I perceive it first as just a tiny whimper, the pitch being high and unfamiliar. In my mind I believe it is just some kid who has just been scolded. As soon as I'm contented with that thought, my perception merges and changes view again. Things around me begin to rush forward and surround me.

The whimpers grow louder and louder as my mind and spirit reconnect and I quickly come back into myself.
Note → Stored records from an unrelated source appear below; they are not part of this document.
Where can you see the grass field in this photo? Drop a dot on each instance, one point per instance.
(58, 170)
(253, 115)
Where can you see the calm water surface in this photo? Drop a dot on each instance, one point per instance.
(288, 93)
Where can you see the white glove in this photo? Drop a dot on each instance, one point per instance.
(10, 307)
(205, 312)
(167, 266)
I search the faces in the room, darting from my Doctors face to my friends face and quickly realize that the whimpering was not coming from them.

With the full force or a blow to the head, hazy reality became desperately real, raw and unfair leaving me to sob uncontrollably like some silly bawling kid.
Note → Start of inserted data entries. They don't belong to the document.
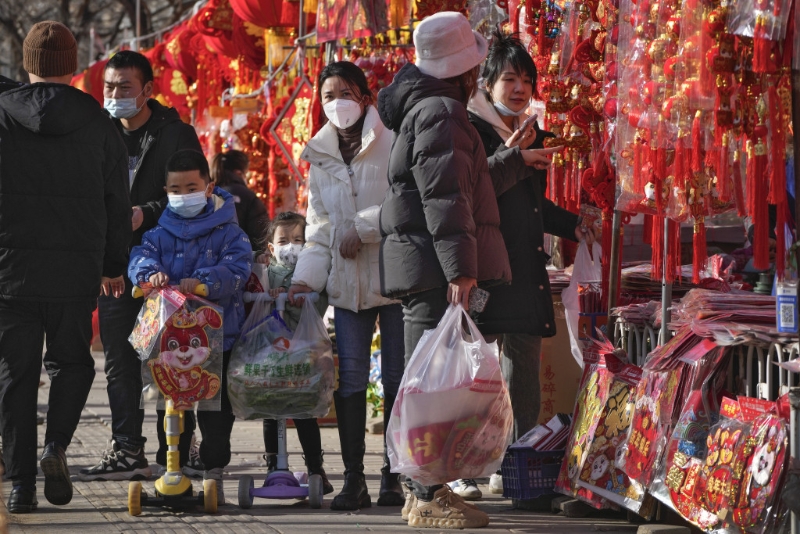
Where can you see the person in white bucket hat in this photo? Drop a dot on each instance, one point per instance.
(439, 220)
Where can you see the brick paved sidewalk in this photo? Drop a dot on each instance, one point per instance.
(101, 507)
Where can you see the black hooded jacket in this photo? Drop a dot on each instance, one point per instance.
(439, 219)
(166, 134)
(64, 209)
(525, 306)
(250, 211)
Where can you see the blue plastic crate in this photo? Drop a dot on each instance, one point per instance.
(528, 474)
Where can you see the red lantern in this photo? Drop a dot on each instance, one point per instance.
(215, 23)
(248, 39)
(264, 13)
(91, 80)
(178, 51)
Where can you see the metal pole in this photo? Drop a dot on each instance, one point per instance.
(666, 289)
(301, 44)
(138, 24)
(795, 449)
(613, 270)
(91, 45)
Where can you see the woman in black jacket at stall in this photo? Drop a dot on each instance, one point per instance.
(439, 220)
(228, 170)
(520, 314)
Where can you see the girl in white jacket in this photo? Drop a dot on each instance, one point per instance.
(347, 182)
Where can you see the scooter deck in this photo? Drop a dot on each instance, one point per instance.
(281, 485)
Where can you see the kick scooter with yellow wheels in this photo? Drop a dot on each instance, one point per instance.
(173, 489)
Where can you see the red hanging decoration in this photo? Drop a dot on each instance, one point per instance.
(657, 244)
(757, 178)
I felt really stupid and was actually ashamed at me breaking down in front of my Doctor, but I physically could not stop. It was like 30 years of emotional feelings compounded with overwhelming blow that came crashing in around me.

My friend, who had  just learned he was negative, held my hand tightly and turned to me and grabbed me and held me for what seemed like an eternity.

"I'm so sorry, it definitely looks positive" my Doctor said. At that point, only one thought kept crossing my mind and it was the fact that I had just been given a death sentence.

Fast forward a bit....

It's been awhile since from my diagnosis and things did get better. Some days I completely forget that I have an incurable disease, but I finally realized after all my whining and bitching to myself, that having HIV is not a death sentence anymore, nor is it a chore when you do the right things for yourself right up front. Make the right choice of an HIV Care Doctor, learn and research your butt off about your disease by starting right here on the Positive Support site, get healthy right now and have a positive and hopeful outlook and you'll do just fine.
From Portland, Oregon



 
If it was only Cancer
added 01/11/2009

I'd been seriously ill for a couple months when I decided to get tested.

I'd lost sixty pounds and became surprisingly weak, and could barely eat or walk or leave my apartment.
 
My doctor thought I could have lymphoma. I hoped he was right. I prayed for cancer. If it were cancer, then I wouldn't have to feel the shame and guilt, the stigma of HIV.

If it were cancer, then I wouldn't feel as if I'd done this to myself. If it were cancer, then I wouldn't have to become a statistic, a stereotype, a scapegoat, another faggot with AIDS.

I wouldn't have to accept responsibility for my actions.
 
Psychologically, for me, cancer was the way to go. But it wasn't cancer, and I can't say I was surprised by the news.

I didn't feel much grief.
I felt rage.
I completely turned on myself and I hated myself more than ever. I told myself that I got exactly what I deserved.

-from Anon, from Portland, Oregon
 


Happy Birthday to me
added 07/18/2009

 
I called the following day and made an appointment for my test.  A regular in the gay.com chat rooms, I went to the POZ room and explained my situation.

The guys there gave me some helpful information and also told me specific questions I might want to ask. 
Quite a few of them offered to speak on the phone for some personal support. 

I continued to visit that site after I went for the test and was waiting for the results and I'd found them to be a welcoming group.
 On the afternoon of Friday, August 13th, 1999, I went for my results.  Not unexpectedly, I tested POZ....but the fact that I had full-blown AIDS was a shock. 

My 40th birthday would occur in 13 more days.  Happy Birthday to me! 
While otherwise numb, I had the presence of mind to get information about treatment facilities and I left without shedding a single tear.
 
An hour later, I was back home.  I logged onto the POZ room as a "visitor" and sent a private message to a local guy and told him my news. 

He gave me his phone number and I called him. When he said I needed to let my emotions out, I actually felt comfortable crying.
There was a bit of relief when he said that a diagnosis of full-blown AIDS was not uncommon, but it was important to begin treatment soon. 

Knowing that I was not alone was like a load lifted from my shoulders.
 It's now nearly 10 years later and I'm undetectable. Every morning, when I take my meds, I'm reminded of my POZ status. 
As much as I detest platitudes, I need to use this one: HIV is no longer a death sentence....it's merely a life sentence.